Prove that there is a Galois extension $E$ of $\mathbb{Q}$ such that Gal$(E/\mathbb{Q}) \cong \mathbb{Z}_{18}$

Question

I am trying to find an appropriate Galois extension $E/\mathbb{Q}$ that is isomorphic to $\mathbb{Z}_{18}$ to prove this fact. I am looking for an example or maybe a general proof.

I was trying this:

I want to find and isomorphism $\phi: E/\mathbb{Q} \to \mathbb{Z}_{18}$.

But I don't see how can I choose the elements that I must add to the extension to make it isomorphic. Is there another intuitive way of seeing this?

I want an extension which is Galois,so it must be normal and separable. So we can choose $\mathbb{Q}$ as our ground field and will always be separable since we have zero characteristic field. Now if we just make a map from each element $\alpha_i$ that we add to the ground field to $[i]_{18}$ for $i = 0,...,17$ then we can obtain the required isomorphism.
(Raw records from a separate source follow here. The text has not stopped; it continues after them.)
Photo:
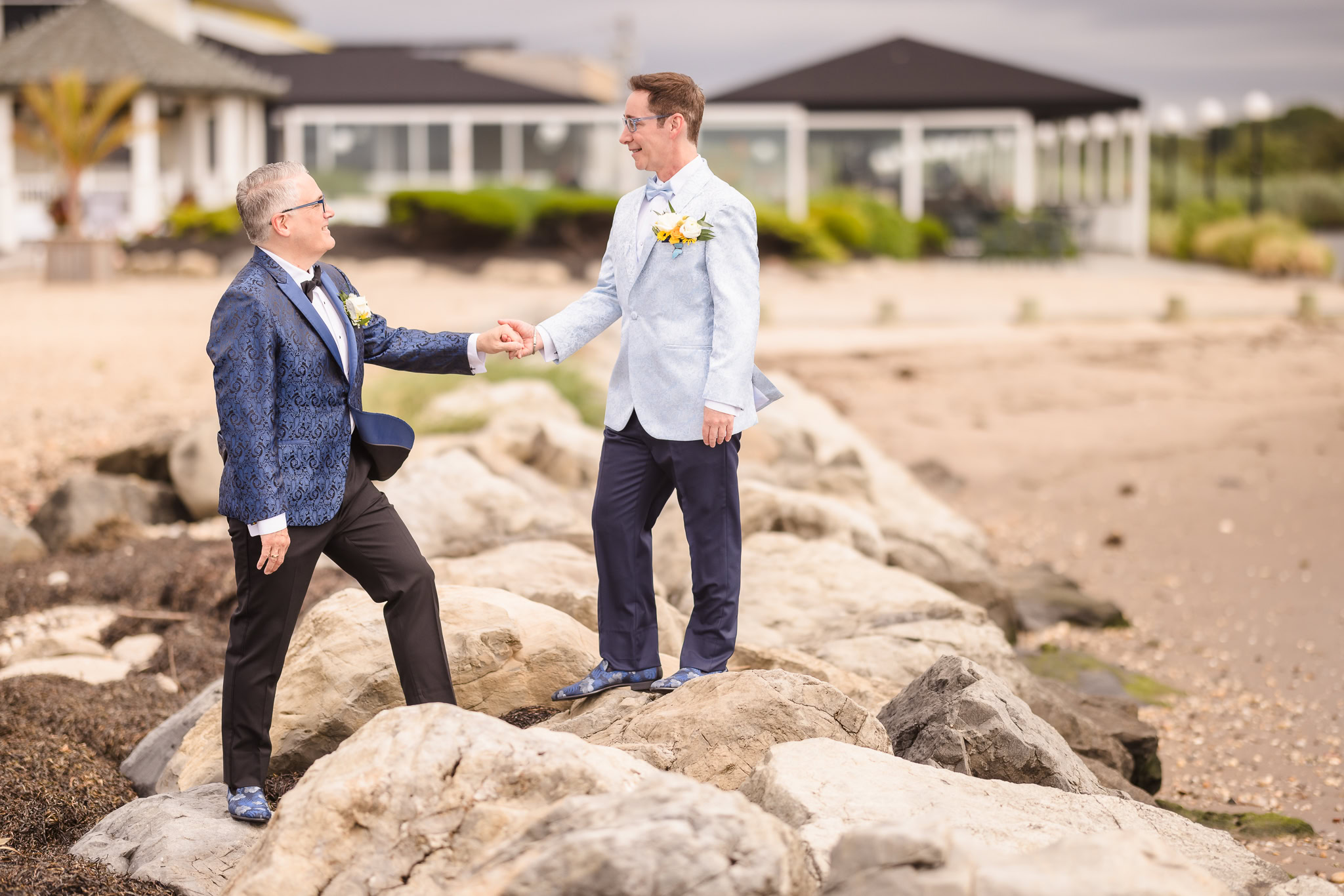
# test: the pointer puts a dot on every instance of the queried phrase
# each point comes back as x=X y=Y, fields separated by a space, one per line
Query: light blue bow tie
x=654 y=190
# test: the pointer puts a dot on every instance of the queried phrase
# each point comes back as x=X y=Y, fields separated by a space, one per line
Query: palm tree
x=75 y=129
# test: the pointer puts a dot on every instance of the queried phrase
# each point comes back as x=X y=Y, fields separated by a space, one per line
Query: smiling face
x=304 y=232
x=654 y=144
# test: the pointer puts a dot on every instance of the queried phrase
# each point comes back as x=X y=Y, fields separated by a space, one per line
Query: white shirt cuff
x=474 y=357
x=722 y=409
x=266 y=527
x=549 y=350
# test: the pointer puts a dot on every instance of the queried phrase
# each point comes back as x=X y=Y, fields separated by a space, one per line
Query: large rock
x=823 y=788
x=964 y=718
x=150 y=758
x=186 y=842
x=866 y=692
x=19 y=543
x=455 y=507
x=770 y=508
x=505 y=652
x=1106 y=730
x=432 y=798
x=718 y=727
x=873 y=620
x=478 y=402
x=197 y=468
x=555 y=574
x=879 y=860
x=148 y=460
x=89 y=504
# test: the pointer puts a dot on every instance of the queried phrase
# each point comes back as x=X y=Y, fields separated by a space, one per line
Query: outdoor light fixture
x=1211 y=117
x=1172 y=121
x=1258 y=108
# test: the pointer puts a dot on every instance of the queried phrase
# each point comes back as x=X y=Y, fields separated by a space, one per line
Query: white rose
x=356 y=306
x=667 y=220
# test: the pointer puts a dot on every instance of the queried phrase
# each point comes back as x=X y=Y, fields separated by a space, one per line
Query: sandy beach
x=1192 y=473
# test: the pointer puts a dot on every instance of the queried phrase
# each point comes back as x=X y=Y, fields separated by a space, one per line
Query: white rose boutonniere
x=356 y=310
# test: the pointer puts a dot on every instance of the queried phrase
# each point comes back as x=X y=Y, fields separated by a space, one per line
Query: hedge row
x=1223 y=234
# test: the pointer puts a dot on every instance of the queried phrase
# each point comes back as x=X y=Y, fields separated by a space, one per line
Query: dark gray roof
x=394 y=75
x=106 y=42
x=908 y=74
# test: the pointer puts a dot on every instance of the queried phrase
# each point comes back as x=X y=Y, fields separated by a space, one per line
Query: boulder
x=55 y=632
x=186 y=842
x=455 y=507
x=823 y=788
x=1045 y=597
x=878 y=860
x=476 y=402
x=147 y=460
x=1106 y=730
x=19 y=543
x=770 y=508
x=197 y=466
x=505 y=652
x=964 y=718
x=866 y=692
x=873 y=620
x=566 y=452
x=151 y=755
x=555 y=574
x=715 y=729
x=89 y=504
x=432 y=798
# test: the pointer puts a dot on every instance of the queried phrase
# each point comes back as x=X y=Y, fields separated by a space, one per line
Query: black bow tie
x=310 y=285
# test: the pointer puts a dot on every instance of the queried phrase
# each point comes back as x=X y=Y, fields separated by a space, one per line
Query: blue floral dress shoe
x=678 y=679
x=604 y=678
x=249 y=804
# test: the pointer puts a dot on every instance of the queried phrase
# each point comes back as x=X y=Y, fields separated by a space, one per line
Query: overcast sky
x=1163 y=50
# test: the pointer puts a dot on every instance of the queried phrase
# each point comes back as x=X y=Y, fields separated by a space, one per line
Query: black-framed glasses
x=632 y=124
x=320 y=201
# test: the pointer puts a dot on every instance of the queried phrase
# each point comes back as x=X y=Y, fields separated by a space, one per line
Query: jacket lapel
x=296 y=296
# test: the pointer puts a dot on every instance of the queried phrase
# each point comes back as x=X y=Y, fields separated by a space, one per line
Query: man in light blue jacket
x=682 y=273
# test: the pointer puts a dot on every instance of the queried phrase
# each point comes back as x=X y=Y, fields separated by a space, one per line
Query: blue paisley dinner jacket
x=284 y=402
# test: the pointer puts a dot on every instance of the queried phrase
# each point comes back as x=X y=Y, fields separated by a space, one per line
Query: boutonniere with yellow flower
x=671 y=228
x=356 y=308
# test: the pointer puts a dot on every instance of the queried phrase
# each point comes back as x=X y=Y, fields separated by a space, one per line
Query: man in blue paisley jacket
x=289 y=342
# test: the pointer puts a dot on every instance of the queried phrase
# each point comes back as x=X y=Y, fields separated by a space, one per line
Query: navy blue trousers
x=636 y=478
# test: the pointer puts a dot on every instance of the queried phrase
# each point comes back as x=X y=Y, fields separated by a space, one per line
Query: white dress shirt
x=651 y=209
x=333 y=319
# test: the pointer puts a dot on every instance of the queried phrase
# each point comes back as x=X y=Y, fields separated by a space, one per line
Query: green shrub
x=197 y=223
x=777 y=234
x=451 y=220
x=573 y=219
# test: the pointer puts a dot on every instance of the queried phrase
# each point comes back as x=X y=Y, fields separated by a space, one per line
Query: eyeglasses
x=320 y=201
x=632 y=124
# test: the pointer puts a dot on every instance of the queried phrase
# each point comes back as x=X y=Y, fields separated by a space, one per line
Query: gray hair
x=264 y=192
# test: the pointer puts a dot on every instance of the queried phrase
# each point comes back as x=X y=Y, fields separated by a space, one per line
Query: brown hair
x=671 y=93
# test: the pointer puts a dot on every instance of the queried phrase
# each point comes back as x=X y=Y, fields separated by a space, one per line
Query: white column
x=230 y=143
x=796 y=167
x=146 y=202
x=1117 y=169
x=1139 y=179
x=461 y=155
x=912 y=169
x=511 y=151
x=1024 y=163
x=9 y=184
x=417 y=153
x=256 y=152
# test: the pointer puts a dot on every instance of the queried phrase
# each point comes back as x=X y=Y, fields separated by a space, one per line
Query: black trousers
x=636 y=476
x=366 y=539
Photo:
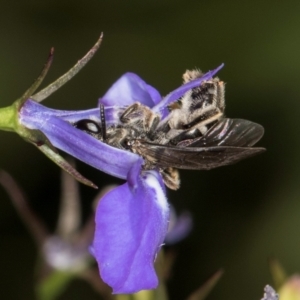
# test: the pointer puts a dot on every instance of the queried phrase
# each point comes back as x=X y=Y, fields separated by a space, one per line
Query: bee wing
x=230 y=132
x=193 y=158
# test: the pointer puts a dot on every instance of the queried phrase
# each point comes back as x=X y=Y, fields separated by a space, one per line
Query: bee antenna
x=102 y=122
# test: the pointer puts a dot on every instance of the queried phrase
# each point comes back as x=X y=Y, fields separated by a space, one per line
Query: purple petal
x=161 y=107
x=76 y=142
x=179 y=227
x=131 y=224
x=112 y=113
x=128 y=89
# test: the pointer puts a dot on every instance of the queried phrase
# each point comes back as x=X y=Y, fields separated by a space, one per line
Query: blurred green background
x=243 y=214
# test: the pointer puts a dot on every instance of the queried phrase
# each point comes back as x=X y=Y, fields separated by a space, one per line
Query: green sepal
x=9 y=116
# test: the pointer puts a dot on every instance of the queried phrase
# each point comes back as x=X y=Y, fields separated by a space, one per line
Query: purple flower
x=132 y=219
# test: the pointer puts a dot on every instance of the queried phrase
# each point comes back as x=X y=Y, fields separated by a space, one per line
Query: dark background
x=243 y=214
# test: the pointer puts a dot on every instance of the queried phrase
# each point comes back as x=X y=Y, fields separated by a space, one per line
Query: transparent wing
x=229 y=132
x=193 y=158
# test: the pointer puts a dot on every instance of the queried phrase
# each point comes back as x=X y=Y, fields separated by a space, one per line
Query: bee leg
x=171 y=178
x=126 y=117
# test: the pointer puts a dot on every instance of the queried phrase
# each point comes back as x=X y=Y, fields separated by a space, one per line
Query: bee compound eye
x=88 y=126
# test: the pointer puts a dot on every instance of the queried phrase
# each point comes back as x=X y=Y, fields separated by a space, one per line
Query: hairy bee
x=195 y=135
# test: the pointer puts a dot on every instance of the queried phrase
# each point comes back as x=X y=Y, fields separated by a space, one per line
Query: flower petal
x=161 y=107
x=76 y=142
x=131 y=224
x=128 y=89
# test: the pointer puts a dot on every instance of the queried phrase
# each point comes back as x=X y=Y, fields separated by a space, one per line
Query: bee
x=195 y=135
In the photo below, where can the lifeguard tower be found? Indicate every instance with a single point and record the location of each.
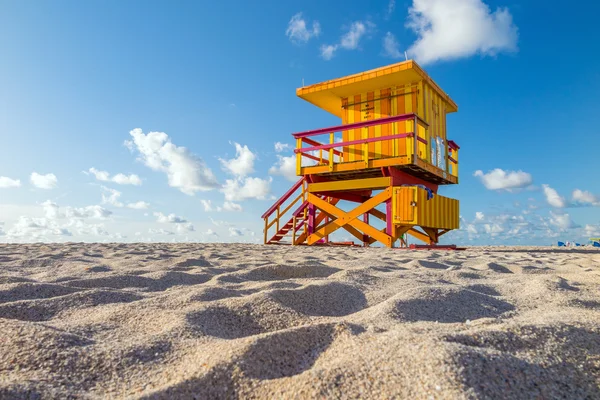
(377, 174)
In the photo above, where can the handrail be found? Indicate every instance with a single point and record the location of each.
(363, 124)
(283, 198)
(358, 141)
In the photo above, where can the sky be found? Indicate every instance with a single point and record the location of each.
(171, 121)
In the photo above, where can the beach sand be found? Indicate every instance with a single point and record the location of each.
(160, 321)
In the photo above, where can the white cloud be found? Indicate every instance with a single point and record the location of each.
(247, 188)
(391, 7)
(93, 212)
(391, 47)
(553, 198)
(227, 206)
(280, 147)
(493, 229)
(48, 181)
(562, 221)
(235, 232)
(6, 182)
(328, 50)
(242, 164)
(499, 179)
(160, 231)
(286, 167)
(220, 223)
(57, 223)
(592, 230)
(111, 196)
(169, 219)
(185, 228)
(185, 171)
(585, 198)
(120, 179)
(231, 206)
(138, 205)
(298, 32)
(208, 207)
(36, 229)
(53, 211)
(349, 40)
(451, 29)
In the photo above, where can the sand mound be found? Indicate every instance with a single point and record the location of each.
(162, 321)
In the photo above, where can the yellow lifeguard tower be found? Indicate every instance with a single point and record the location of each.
(391, 151)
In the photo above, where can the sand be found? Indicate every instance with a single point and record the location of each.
(161, 321)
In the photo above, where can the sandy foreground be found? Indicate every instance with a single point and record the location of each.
(251, 321)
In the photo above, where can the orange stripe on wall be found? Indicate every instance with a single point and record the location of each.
(386, 129)
(368, 115)
(358, 131)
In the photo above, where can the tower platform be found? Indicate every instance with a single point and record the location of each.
(386, 161)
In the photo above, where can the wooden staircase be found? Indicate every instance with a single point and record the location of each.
(295, 229)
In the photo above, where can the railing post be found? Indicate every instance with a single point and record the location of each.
(416, 140)
(331, 141)
(446, 161)
(266, 229)
(294, 231)
(311, 218)
(456, 163)
(298, 157)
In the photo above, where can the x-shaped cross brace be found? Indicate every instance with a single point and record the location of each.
(349, 220)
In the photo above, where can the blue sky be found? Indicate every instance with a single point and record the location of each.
(83, 85)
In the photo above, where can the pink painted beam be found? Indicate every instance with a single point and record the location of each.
(283, 198)
(356, 125)
(315, 143)
(453, 145)
(359, 141)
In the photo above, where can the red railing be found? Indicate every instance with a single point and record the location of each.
(328, 151)
(283, 198)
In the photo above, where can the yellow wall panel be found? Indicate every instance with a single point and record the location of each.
(439, 212)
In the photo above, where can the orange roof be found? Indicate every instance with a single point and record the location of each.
(327, 95)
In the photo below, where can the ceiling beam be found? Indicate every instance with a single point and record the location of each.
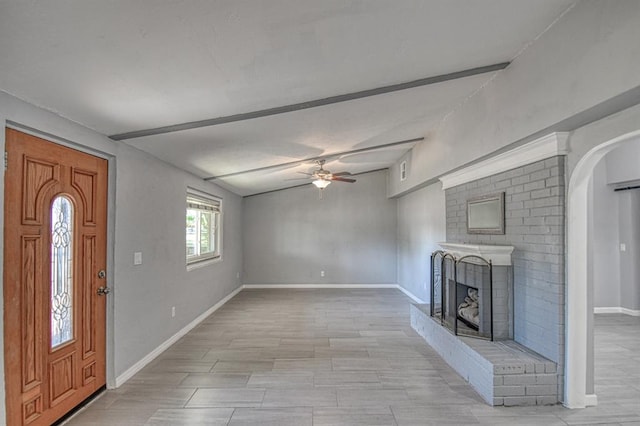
(322, 157)
(309, 104)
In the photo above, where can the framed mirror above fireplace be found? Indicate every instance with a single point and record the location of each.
(485, 215)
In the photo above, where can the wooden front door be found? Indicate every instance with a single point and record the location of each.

My problem is how to choose those elements to be added as an extension such that it is a Galois extension. It can be something like $\mathbb{Q}(\sqrt{p_1},...,\sqrt{p_{18}})$ where each $p_i's$ are prime ?. Thanks for your help.

Answer 1

$$\varphi(27)=18$$ thus try $$\mathbb{Q}(\zeta_{27}).$$

Answer 2

Since $19$ is conveniently prime, the cyclotomic extension $\mathbb{Q}(\zeta_{19})/\mathbb{Q} = \mathbb{Q}[X]/(X^{18} + \cdots + X + 1)$ is cyclic.

Answer 3

For convenience, a cyclic extension of degree $n$ will be called a $C_n$-extension, where $C_n$ denotes the cyclic group of order $n$. It is known that $\mathbf Q$ admits a $C_n$-extension for any $n$, see e.g. https://math.stackexchange.com/a/2028709/300700. But let us try more ambitiously to determine all the $C_{18}$ extensions $E/\mathbf Q$. By the Chinese Remainder Theorem, such an extension will be the compositum of a $C_2$-extension and a $C_9$ -extension of $\mathbf Q$ , and the problem boils down to the construction of all the $C_9$-extensions of $\mathbf Q$. We can proceed in two steps :

1) First construct a $C_3$-extension $F/\mathbf Q$. Recalling that $C_3\cong A_3$, classical Galois theory tells us that over a field $K$ of characterictic $\neq 2$, the splitting field $L_f$ of an irreducible polynomial $f\in K[X]$ is a $C_3$-extension iff the discriminant $Disc(f)$ is a square in $K$. This classifies in particular the $C_3$-extensions of $\mathbf Q$. Note that a primitive element of $L_f$ can be explicitly computed using Lagrange resolvents.

2) Introduce then the quadratic field $\mathbf Q(j)$, where $j$ is a primitive $3$-rd root of $1$ , and put $L'=L_f(j)$, which is a $C_3$-extension of $\mathbf Q(j)$. A classical exercise in Kummer theory tells us that $L'/\mathbf Q(j)$ can be embedded into a $C_9$-extension $L''/\mathbf Q(j)$ iff $j$ is a norm from $L'$. More precisely, if $s$ is a generator of $Gal(L'/\mathbf Q(j))$ and $L''=L'(\sqrt[3] a)$, then $L''/\mathbf Q(j)$ is Galois iff $a^{-1}.s(a)= x^3$, hence $N(x)^3=1$; if $N(x)=j$, then $x^3$ is of the form $a^{-1}.s(a)$ by Hilbert's thm. 90, and $L''=L'(\sqrt[3] a)$ will be a $C_9$- extension of $\mathbf Q(j)$. This classifies all $C_9$-extensions of $\mathbf Q(j)$ containing $L'$. The additional necessary and sufficient condition for $L''/\mathbf Q$ to be Galois is that $a^{-1}.t(a)= x^3$ for all $t\in Gal(L'/\mathbf Q)$. If such is the case, because $2$ and $9$ are coprime, $Gal(L''/\mathbf Q)$ (of order $18$) will be a semi-direct product, i.e. there will be a $C_9$- extension $F/\mathbf Q$ s.t. $L''=F(j)$.

These considerations allow us in principle to get hold of all the $C_9$-extensions of $\mathbf Q$. A good practical (but idiotic) exercise would be of course to recover $\mathbf Q(\zeta_{19})$ in this way.